Melissa jabbed a finger to the north. “There! I saw something move!”
So did Evelyn. Whether it had been their stalker or a branch waving in the breeze was impossible to say. She trained the Hawken on the spot, but no one appeared. Suddenly Melissa began to cry, sniffling loudly as tears streaked her cheeks. “Cut that out,” Evelyn said. She wouldn’t be able to hear if the man tried to slink closer. “What in the world is the matter with you?”
“I’m afraid.”
“That’s no excuse to blubber like a baby,” Evelyn said in mild disgust. As her pa had stressed over and over, the key to surviving in the wilds was to keep calm in a crisis. Those who gave in to brain-numbing fear were the ones who became worm food. In the belief that Melissa would be braver if she were armed, Evelyn drew her knife and held it out, hilt first. “Take this. Just in case.”
“In case what?” Melissa swiped at her nose with a forearm. “You expect me to stab someone?” She didn’t bother to reach for it. “I’m just a girl.”
“What does that have to do with anything?” Evelyn didn’t regard being female as some sort of handicap. Her mother was every bit as courageous and capable as her father, and could kill when the occasion called for it. “When your life is at stake, you do what you have to.”
Something struck the slab behind them with a loud retort. Evelyn and Melissa both spun, and Evelyn saw a small stone that had bounced off the slab and was rolling to a stop. The man in the trees had thrown it! He was trying to spook them, she deduced, and it had worked. Melissa started to quake again, worse than before.
Evelyn shoved the knife into its sheath and started to turn. Only then, when she heard the pad of onrushing feet, did it occur to her that the rock had been meant to distract them. She had made a grievous mistake. She tried to whirl in time, but an arm looped around her waist and she was hoisted into the air as if she weighed no more than one of her rag dolls.
Melissa screamed.
A high-pitched cackle pealed in Evelyn’s ears, and a voice that crackled like gravel in a tin pot howled, “I did it! I got the better of you, sprout, fair and square!” Evelyn was swung in a circle, then deposited lightly on her feet. “Wait until I tell your ma! It’ll teach her to always go on so about how savvy you are!”
Anger coursed through Evelyn’s veins, anger so potent she almost reversed her grip on the Hawken to use it as a club and bash the prancing dervish in front of them. “Mr. Hampton!” she exclaimed. “You shouldn’t go around scaring folks like that!”

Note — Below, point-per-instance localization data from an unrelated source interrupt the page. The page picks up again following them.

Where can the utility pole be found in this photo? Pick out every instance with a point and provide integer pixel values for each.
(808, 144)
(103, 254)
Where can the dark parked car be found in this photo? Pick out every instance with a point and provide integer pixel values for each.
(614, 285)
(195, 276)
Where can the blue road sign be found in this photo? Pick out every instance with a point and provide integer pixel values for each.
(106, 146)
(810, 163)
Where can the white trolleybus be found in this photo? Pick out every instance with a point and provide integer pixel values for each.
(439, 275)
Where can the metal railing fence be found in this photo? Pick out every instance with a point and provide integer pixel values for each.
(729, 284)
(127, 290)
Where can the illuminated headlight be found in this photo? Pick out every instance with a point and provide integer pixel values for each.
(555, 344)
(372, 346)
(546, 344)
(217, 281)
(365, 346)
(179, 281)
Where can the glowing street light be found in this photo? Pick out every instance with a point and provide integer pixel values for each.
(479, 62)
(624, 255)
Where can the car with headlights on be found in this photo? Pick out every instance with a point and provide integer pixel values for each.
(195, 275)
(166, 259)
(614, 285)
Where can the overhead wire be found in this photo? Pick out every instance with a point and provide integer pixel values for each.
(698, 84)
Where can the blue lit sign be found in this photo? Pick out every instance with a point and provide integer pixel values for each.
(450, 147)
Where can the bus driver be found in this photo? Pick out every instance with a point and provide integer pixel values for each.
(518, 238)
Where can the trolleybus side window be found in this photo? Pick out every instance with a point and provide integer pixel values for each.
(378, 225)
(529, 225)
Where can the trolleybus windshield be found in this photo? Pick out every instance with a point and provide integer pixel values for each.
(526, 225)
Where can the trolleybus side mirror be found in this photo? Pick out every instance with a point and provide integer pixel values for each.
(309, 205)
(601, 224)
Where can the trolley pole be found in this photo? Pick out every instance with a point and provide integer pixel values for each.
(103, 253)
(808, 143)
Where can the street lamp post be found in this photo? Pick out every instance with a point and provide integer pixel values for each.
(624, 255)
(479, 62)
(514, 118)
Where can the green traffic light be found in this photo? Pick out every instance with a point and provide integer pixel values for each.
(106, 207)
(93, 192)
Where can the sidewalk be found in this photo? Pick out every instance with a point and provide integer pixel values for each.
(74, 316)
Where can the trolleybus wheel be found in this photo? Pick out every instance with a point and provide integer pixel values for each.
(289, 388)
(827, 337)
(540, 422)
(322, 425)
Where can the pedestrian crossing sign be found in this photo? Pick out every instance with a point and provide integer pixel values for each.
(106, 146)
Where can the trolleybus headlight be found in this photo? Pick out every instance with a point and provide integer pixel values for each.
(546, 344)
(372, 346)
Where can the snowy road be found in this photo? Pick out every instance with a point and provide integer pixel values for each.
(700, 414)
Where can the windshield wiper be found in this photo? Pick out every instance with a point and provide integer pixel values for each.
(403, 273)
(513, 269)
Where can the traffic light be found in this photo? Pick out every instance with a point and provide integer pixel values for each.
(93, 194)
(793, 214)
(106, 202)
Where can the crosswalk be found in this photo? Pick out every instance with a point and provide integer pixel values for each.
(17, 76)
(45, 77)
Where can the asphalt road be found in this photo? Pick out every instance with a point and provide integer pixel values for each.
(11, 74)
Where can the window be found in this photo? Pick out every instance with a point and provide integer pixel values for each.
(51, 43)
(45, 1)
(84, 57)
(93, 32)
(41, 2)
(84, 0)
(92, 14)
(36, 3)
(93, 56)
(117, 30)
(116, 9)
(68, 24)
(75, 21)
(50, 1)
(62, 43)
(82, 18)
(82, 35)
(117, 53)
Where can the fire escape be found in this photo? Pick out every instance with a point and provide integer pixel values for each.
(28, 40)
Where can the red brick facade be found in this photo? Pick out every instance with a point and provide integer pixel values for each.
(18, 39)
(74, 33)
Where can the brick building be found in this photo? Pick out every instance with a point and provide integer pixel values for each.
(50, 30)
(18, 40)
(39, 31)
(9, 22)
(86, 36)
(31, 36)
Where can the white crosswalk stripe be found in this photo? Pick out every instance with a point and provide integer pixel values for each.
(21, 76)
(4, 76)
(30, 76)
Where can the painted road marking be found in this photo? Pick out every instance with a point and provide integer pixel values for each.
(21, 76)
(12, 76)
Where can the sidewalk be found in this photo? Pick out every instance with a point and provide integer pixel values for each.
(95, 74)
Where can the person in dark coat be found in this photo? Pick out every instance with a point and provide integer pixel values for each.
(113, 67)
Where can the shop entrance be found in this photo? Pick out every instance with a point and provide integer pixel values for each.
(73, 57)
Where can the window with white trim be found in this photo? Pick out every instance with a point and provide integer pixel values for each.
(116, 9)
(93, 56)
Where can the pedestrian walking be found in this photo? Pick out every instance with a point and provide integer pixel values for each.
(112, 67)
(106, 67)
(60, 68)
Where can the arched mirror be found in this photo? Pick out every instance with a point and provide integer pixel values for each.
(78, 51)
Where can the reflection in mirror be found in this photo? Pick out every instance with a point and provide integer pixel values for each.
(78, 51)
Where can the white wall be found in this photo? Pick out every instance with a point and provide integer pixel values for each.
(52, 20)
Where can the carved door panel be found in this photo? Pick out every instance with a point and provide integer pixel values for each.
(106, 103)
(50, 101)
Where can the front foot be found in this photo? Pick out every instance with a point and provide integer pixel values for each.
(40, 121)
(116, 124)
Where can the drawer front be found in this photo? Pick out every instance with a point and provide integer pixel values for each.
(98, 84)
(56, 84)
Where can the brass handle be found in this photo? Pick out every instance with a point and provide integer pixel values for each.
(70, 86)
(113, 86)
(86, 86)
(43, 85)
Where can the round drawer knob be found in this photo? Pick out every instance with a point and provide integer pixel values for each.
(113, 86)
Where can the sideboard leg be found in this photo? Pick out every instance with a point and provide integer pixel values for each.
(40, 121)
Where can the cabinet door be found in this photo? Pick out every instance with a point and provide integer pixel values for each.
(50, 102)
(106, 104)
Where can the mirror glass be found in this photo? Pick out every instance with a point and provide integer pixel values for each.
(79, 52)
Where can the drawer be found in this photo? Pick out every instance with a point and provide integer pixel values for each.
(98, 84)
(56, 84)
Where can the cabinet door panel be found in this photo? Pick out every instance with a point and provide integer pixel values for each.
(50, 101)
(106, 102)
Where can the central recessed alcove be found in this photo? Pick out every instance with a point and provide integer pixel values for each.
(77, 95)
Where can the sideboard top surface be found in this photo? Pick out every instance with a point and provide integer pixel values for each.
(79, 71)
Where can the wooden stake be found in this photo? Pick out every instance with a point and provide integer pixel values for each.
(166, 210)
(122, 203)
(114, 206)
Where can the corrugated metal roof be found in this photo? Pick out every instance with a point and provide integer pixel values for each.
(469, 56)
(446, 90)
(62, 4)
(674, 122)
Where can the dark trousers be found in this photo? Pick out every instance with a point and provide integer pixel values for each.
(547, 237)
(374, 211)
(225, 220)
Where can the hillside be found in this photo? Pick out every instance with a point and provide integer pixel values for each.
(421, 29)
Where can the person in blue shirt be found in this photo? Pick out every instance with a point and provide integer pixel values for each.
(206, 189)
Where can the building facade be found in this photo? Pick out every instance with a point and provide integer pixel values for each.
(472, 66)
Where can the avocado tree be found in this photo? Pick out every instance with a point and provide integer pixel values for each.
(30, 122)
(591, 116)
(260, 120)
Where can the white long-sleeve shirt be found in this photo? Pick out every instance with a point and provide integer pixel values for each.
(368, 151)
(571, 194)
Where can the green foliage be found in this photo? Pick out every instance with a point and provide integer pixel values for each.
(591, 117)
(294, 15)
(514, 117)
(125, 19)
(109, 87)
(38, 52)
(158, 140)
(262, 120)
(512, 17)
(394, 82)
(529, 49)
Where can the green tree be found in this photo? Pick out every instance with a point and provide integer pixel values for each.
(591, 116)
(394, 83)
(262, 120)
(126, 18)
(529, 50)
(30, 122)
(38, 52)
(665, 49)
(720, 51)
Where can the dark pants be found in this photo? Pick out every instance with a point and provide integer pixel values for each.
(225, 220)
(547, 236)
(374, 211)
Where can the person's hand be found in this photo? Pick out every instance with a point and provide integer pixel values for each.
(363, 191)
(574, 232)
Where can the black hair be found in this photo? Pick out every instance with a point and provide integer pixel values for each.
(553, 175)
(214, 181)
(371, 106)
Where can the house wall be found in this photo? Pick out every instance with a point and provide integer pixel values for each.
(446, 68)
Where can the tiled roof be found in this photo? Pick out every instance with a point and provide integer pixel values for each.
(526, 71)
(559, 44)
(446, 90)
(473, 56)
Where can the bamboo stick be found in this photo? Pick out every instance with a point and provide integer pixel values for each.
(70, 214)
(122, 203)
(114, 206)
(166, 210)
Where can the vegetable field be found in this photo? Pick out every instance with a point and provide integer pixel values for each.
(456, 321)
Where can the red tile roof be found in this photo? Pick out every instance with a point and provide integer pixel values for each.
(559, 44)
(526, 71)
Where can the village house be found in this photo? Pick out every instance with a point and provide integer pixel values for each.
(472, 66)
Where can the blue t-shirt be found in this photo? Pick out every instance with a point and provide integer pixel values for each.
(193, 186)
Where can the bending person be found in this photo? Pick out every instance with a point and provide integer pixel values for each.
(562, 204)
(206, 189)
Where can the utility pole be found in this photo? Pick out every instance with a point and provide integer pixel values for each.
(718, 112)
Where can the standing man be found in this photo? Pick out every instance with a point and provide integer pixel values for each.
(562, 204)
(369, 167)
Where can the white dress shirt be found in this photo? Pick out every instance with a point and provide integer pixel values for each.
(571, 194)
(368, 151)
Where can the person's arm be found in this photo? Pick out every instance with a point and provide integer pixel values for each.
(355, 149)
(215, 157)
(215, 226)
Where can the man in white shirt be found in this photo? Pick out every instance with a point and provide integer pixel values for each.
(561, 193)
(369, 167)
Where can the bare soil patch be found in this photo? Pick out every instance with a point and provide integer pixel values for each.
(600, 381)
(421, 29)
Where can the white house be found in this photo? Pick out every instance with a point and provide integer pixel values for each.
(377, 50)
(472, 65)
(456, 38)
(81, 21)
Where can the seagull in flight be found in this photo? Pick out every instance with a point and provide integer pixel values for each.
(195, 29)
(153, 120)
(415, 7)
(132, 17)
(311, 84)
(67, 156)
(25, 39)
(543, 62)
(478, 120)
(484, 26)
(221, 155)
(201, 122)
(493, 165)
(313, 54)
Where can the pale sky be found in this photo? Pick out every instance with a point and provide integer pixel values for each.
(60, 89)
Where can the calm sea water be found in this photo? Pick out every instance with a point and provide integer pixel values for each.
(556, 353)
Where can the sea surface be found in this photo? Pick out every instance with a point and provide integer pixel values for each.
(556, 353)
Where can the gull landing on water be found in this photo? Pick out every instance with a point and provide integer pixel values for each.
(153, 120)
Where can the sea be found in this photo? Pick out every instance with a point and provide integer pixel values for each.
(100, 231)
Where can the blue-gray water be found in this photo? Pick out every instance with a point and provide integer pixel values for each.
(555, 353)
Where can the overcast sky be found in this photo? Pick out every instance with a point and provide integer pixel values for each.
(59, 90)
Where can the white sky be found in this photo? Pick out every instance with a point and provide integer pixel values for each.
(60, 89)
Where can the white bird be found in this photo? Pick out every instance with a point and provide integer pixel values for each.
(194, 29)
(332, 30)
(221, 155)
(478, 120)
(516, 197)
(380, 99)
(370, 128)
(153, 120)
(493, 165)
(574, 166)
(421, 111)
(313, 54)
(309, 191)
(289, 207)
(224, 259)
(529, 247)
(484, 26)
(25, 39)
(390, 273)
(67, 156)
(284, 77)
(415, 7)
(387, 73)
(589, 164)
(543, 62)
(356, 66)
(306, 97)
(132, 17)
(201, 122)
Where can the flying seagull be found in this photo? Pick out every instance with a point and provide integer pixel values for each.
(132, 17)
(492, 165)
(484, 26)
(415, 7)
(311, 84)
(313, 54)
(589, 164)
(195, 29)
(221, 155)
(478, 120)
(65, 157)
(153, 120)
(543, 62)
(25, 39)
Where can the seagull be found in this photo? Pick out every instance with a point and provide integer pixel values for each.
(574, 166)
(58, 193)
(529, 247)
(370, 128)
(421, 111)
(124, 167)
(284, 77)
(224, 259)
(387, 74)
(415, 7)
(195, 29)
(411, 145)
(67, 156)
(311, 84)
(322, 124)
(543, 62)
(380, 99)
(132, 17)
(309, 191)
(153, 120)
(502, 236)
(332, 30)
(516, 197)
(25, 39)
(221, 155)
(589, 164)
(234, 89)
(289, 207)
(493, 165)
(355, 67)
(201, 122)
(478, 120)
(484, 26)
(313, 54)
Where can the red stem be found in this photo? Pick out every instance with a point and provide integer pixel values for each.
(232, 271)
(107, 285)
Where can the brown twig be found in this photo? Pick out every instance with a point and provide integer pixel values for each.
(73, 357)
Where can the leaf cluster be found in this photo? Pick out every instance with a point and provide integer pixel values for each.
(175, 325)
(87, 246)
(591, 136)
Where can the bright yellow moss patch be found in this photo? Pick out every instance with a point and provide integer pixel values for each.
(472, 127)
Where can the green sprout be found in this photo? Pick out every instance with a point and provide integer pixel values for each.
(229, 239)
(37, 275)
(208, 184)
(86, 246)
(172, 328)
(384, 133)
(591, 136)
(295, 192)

Ezriah Hampton paid her no heed. Laughing merrily, he danced an energetic if ungainly jig. He was well on in years, his hair and beard as white as driven snow, his face as wrinkled and seamed as old leather. When he was excited, as now, his right eye had a habit of twitching uncontrollably. His left eye was gone, lost long ago to an Indian lance, and in its place had grown a stitch-work ridge of scar tissue.
“My pa won’t take kindly to what you’ve done,” Evelyn scolded.
Ezriah stopped dancing and scowled. “I never took you for a tattletale, girl.” He put his hands on his scrawny hips. “Did I tell on you that time you swiped a bunch of cookies without your mother’s permission?” Standing there in his loose-fitting purple shirt, buckskin pants, and red velvet coat, he looked almost comical. Over the coat hung a blue cloak, the collar trimmed with white lace. Knee-high black boots served as his footwear.
“I didn’t swipe them, exactly,” Evelyn replied. “Ma said I could help myself.”
“To one cookie, not four,” Ezriah said. “She didn’t want you spoiling your meal, remember?” He had a rifle slung across his back, and two large flintlocks tucked under a leather belt inlaid with silver studs. In an ornate scabbard on his right hip hung a curved sword with a fancy hilt. His most prized possession, though, was one he never let anyone touch: a large, finely tooled leather bag attached to his belt behind the scabbard. “So if you tell on me, missy, I’ll squeal on you.”